By definition scientific researchers strive to find greater
understanding for their chosen communities. However, I am noticing that in the
field of computational computing, the desire to get to the next step is so
great simple “future-proofing” steps in our code is ignored.
My adventures in benchmarking The Eel Pond Protocol drove
home this point over the past few weeks. As such I am going to share my experiences on
this project to illustrate areas that seem to pop up quite a bit in open-source
I have developed a make file that allows me to run the
entire protocol with one command line call. Based on the initial testing I
mentioned in my last post (found here), I decided to add some commands to break
down a few of the stats I had collected. Then, I begin a new run, then walked
away with the expectation that it would run as seamlessly as before. Every several hours I peak in on the machine
just to make sure it is behaving; the control freak in me I suppose.

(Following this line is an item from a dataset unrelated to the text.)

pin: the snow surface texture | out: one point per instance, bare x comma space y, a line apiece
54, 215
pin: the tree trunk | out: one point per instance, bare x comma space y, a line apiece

To my surprise, the first time I checked in, the script had
thrown an error and stopped. Luckily the stopping point was a khmer script
call, whose path was outdated due to package updates. At that point, I realized
I hadn’t subscribed to the mailing list thus missed the announcement. In this
case I plead ignorance, Titus and the team had announced the changes in a
timely matter, which is all we can ask. Though, I will say that not only had it
been moved from the sandbox (YAY, official release of a feature), the author
had also renamed the file so even a search of all of khmer files couldn’t find
it. Thus my first tip to open source coding is: if you are moving a script it
is good practice not to change the file name. This way if a user with a fair
amount of command line experience can find its new home!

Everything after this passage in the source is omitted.